There also exists a broad variety of approaches to formally ensure safety of learning components using shielding or runtime monitoring [26,27,28]. These approaches do not directly support Simulink though, and they do not consider formal analysis techniques that take stochastic failures and learning into account.

Uppaal Stratego [29] uses priced timed automata to model stochastic behavior, and provides tooling for statistical model checking [30], timed games [31] and learning-based strategy synthesis [32]. While Uppaal Stratego comes with a graphical interface and is designed for usability, the underlying formalisms are less expressive than stochastic hybrid automata, in particular w.r.t. continuous system behavior governed by differential equations and controlled by continuous and stochastic variables.

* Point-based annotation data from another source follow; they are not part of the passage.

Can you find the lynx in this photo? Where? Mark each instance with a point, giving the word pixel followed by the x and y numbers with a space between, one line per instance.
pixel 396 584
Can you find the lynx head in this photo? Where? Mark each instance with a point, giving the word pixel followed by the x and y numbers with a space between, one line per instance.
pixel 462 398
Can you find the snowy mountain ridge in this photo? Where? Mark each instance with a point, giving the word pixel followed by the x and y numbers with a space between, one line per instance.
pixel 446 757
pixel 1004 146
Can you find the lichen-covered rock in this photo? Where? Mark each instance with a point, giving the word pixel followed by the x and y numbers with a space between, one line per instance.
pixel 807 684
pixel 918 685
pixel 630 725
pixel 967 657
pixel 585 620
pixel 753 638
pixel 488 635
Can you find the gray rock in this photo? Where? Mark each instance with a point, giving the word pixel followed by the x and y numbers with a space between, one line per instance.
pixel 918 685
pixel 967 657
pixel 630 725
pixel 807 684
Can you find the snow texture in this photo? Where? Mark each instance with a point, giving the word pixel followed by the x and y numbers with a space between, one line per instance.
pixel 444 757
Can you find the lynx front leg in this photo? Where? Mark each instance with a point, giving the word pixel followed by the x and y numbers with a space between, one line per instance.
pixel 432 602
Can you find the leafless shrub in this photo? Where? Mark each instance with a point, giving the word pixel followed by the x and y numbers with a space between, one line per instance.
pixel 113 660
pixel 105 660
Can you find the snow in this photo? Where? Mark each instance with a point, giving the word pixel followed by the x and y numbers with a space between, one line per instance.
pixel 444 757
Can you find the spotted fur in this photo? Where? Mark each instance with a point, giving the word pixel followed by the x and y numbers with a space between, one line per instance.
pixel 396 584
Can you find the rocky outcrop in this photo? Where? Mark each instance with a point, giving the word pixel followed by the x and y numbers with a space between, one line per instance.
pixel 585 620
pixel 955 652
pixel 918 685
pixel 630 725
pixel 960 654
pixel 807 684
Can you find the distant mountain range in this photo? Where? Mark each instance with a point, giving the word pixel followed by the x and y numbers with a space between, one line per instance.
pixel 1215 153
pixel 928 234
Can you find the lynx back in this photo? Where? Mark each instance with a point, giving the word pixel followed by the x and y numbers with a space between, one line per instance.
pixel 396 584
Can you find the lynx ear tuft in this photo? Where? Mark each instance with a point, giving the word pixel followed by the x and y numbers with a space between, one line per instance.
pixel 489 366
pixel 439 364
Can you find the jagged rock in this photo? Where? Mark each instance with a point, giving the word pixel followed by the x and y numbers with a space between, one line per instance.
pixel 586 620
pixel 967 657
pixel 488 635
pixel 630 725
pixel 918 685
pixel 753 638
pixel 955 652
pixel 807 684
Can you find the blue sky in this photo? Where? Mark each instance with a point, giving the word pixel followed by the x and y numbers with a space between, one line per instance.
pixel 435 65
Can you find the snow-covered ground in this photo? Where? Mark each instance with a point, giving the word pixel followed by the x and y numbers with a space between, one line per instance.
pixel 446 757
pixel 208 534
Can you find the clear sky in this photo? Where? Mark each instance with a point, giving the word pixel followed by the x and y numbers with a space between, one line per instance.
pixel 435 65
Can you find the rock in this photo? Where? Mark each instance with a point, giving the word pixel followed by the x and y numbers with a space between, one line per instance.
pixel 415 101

Finally, there has been some work on combining rigorous formal and statistical methods. In [33], the authors incorporate statistical hypothesis testing to compute promising configurations of program verifiers automatically. However, they do not support hybrid systems, and they do not consider both safety and performance properties. In [34], the authors present a formal framework for an integrated qualitative and quantitative model-based safety analysis. However, they do not support hybrid systems and do not consider deductive verification methods.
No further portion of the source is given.